The prevalence of ischemia-like ECG changes (ST-T changes) was 15% and in the majority of the patients the changes appeared 2 to 3 days after admission. No differences in stroke severity or localisation between patients with or without the ECG changes were found. The ST-T changes did not appear to be associated with an adverse short-term clinical outcome. The prevalence of the ST-T changes did not seem to be different from what would be expected in the general population. Elevated levels of troponin T (>0.03 μg/L) and CK-MB (=10 μg/L) were observed in 10 % and 9% of the patients, respectively. The probable cause of troponin elevation was most frequently heart- and/or renal failure. Only a minority (3%) were identified with an acute silent myocardial infarction. The patients with elevated troponin T levels were older and the stroke was more severe. Perfusion abnormalities during at rest myocardial perfusion imaging were not more frequent or pronounced in patients with levels of TnT =0.10 μg/L than in the control group. In addition, the highest concentrations of troponin and CK-MB were observed initially suggesting that the patients might have had a silent myocardial infarction in the days before the cerebrovascular event.When present, elevation of troponin T seems to be useful in identifying patients who are at increased risk of dying. NT-proBNP seems to be released during an acute ischemic stroke with a peak concentration the day after onset of symptoms. The variation of the marker is considerable, but it seems that a single measurement in the acute phase is sufficient to identify patients with increased short term mortality. Patients with evidence of myocardial ischemia in their resting 12-lead ECG or during Holter monitoring had higher levels of NT-proBNP than those without. This observation might indicate that the ECG changes represent true myocardial ischemia.

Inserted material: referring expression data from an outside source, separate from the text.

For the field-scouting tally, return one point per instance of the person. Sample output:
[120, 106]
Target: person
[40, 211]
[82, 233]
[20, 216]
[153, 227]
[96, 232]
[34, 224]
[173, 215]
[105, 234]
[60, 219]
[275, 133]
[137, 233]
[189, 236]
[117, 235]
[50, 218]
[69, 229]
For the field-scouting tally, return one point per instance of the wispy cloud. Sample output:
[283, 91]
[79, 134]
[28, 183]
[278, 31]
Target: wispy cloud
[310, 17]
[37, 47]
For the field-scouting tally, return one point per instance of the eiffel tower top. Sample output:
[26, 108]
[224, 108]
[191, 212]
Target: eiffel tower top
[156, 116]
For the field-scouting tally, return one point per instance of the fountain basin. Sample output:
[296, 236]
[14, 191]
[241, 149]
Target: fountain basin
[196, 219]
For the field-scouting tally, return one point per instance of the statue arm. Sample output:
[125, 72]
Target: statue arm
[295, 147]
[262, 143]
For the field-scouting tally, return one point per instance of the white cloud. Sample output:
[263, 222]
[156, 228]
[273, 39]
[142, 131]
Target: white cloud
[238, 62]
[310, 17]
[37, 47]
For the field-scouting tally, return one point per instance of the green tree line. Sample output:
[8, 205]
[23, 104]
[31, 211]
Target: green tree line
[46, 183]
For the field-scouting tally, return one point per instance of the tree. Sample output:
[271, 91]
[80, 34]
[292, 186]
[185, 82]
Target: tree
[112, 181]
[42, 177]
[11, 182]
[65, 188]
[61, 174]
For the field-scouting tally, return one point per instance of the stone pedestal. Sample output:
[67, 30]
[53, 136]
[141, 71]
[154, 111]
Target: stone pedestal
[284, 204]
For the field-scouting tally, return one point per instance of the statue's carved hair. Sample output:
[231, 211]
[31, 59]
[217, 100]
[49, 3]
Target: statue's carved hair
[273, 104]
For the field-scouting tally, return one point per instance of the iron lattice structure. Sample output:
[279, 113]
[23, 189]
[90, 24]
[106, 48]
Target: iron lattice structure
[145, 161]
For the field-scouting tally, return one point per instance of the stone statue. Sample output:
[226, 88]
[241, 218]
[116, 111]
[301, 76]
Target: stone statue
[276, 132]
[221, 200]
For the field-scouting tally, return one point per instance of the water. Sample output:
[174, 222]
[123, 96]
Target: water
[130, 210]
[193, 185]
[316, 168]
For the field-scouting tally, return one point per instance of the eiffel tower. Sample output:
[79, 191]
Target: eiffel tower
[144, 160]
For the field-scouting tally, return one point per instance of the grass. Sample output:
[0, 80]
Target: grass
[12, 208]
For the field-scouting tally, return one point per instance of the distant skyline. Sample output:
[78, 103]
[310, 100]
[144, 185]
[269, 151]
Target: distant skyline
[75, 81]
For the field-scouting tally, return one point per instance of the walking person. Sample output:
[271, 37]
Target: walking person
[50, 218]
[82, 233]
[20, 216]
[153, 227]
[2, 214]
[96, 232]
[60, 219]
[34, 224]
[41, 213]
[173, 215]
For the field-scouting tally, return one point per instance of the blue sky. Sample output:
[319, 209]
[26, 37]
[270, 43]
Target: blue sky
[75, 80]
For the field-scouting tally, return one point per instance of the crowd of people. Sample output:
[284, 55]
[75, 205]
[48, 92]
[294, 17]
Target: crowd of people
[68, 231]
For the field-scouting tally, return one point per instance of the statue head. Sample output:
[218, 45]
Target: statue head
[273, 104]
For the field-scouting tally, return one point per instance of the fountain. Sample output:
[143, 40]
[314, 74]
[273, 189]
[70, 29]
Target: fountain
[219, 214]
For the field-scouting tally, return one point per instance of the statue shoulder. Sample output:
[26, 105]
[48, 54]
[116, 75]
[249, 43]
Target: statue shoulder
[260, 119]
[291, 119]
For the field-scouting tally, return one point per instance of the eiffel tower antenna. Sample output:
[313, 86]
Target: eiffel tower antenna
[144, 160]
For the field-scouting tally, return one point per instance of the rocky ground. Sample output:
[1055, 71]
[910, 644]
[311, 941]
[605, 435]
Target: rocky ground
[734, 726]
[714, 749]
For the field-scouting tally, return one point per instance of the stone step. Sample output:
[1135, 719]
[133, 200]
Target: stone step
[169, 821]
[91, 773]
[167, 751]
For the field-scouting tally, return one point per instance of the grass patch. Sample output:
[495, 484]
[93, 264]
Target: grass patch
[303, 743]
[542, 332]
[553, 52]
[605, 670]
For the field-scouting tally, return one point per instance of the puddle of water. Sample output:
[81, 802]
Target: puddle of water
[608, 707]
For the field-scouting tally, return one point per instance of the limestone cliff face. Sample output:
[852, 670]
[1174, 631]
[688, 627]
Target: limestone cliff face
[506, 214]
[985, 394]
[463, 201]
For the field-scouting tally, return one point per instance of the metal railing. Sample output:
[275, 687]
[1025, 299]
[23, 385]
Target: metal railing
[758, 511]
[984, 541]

Based on the data from our study, it seems that the heart is not damaged by an acute ischemic stroke. Our observations indicate that when cardiac involvement occurs the underlying mechanism is probably not neuro-mediated. Well-known causes such as heart- and renal failure are much more likely explanations. However, recognition of myocardial damage in acute ischemic stroke patients is important, because it is associated with an impaired prognosis.